Actually I think we are doing very well, though I can see why
you might be a little rattled looking at it from the outside. I
apologize for that, and I will try to explain what is going on the
alleviate any concerns. In fact, I am going to go into great detail,
this is as much a philosophical document as it is an explanation :-)
It is virtually the only form of development possible for a one-man
project, or even a two or three-man project.

Nearly all the bug flow is due to the continued work being pushed into
the filesystem. That work essentially ended last weekend with the
last major mirroring infrastructure commit.

Virtually none of the bug flow is related to the older HAMMER code
pertaining to basic filesystem operation. For example, the UNDO
crash recovery and filesystem corruption bugs stopped occuring almost
a month ago. Basic filesystem operations... read, write, open, close,
readdir, chmod, etc.. have been stable for well over 2 months.
Historical lookups and snapshots have been stable for over 3 months.
I purposefully destabilized truncation for a few days last week,
and I purposefully destabilized the deadlock handling for a few days
last weekend, all in order to the mirroring code operational (and in
the case of truncation to fix UNDO FIFO issues related to the
limited UNDO space in small HAMMER filesystems).

When I said 2 weeks ago that I wasn't sure I would be able to get the
mirroring and PFS code in, this is what I was talking about. It isn't
just coding and committing, it is also getting the basic testing done,
the utility support done, and fixing the bugs introduced when surgery
is required on other parts of the filesystem to support the new feature.

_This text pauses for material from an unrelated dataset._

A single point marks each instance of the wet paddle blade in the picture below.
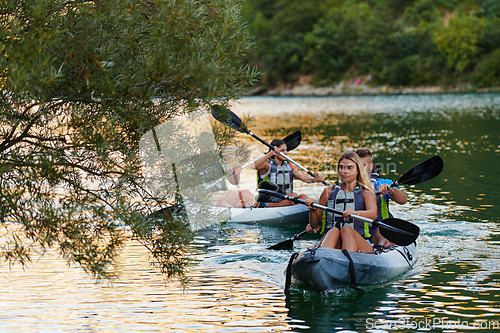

What do I mean by purposeful destabilization? Let me give you another
example. Taking the mirroring code again. In order to propagate a
transaction id up the B-Tree to support incremental mirroring I couldn't
abort half way through with an EDEADLK and have the high level code
retry, because the governing insertion or deletion had already occured.
So what I did was implement the propagation *without* deadlock handling,
got it working, then worked through the deadlocks (the 'purposeful
destabilization') that I had created. I knew I was introducing some
deadlock issues when I did that, but it was still the fastest way to
get it implemented.

So what you are seeing is not really new crops of unexpected bugs, but
instead mostly expected bugs whos flow is carefully managed so they
will be fixed by the release, and a few I left on the backburner
(mostly related to filesystem-full issues but also a few related to the
handling of I/O errors), because I knew I could fix them in a day or two.
80% of the bug flow is from purposefully destabilization, and about 20%
is in the 'unexpected bug' category.

HAMMER is a really complex project, and the complexity is somewhat
of a moving target because all the myrid theory does not always fit
together seemlessly. It is not possible to implement each subsystem
independant of the other subsystems to the point where it is perfect.
Invariably working on a later subsystem requires going back to the
earlier ones and making (sometimes major) changes to the algorithms,
with massive debugging inbetween each major piece of subsystem work so
the bugs would not create geometrically complex (and hard to debug)
failures.

The constant flow of bugs is the intended outcome for this sort of
development style. It is the ONLY single-person development style
that has even a half chance of working for a complex project,
something I have learned through the years with various large projects
such as Diablo, various embedded OSs, DICE (The C compiler I wrote for
the Amiga many years ago), numerous other projects, and now HAMMER.

In anycase this week is crunch time for the remaining bugs and I'm still
on schedule! I'm quite happy that I get to dedicate this week just to
fixing bugs, and won't be introducing any new algorithms to start the
endless bug cycle going again :-). Even I was feeling a bit flustered
last week, trying to squeeze that massive, massive mirroring
implementation in. That was literally a 100-hour work week for me.
I was stressing out big-time last week. This week is smooth sailing.

-Matt
Matthew Dillon
<>

#18 Updated by dillon over 6 years ago

:We absolutely need this. People will complain left and right if it
:isn't "just" working.
:
:Probably I'm missing something, but can't we reserve N blocks for
:reblocking purposes, so that the reblocker always can make progress?
:
:Why wouldn't the reblocker anyways start with the almost empty blocks?
:Which order is it picking right now?
:
:cheers
: simon

Yes, but if the filesystem has 60% fragmentation we are talking close
to a gigabyte needing to be reserved (from my testing with Gergo's
wonderfully fragmented 14G filesystem). That clearly will not work very
well for small filesystems. Ok, I admit I really don't want to support
small filesystems anyway, personally I think ~50G is the minimum
reasonable size for a HAMMER filesystem. But I know in my heart that
people are going to want to use HAMMER on smaller filesystems so I am
pushing to make it work as well as possible.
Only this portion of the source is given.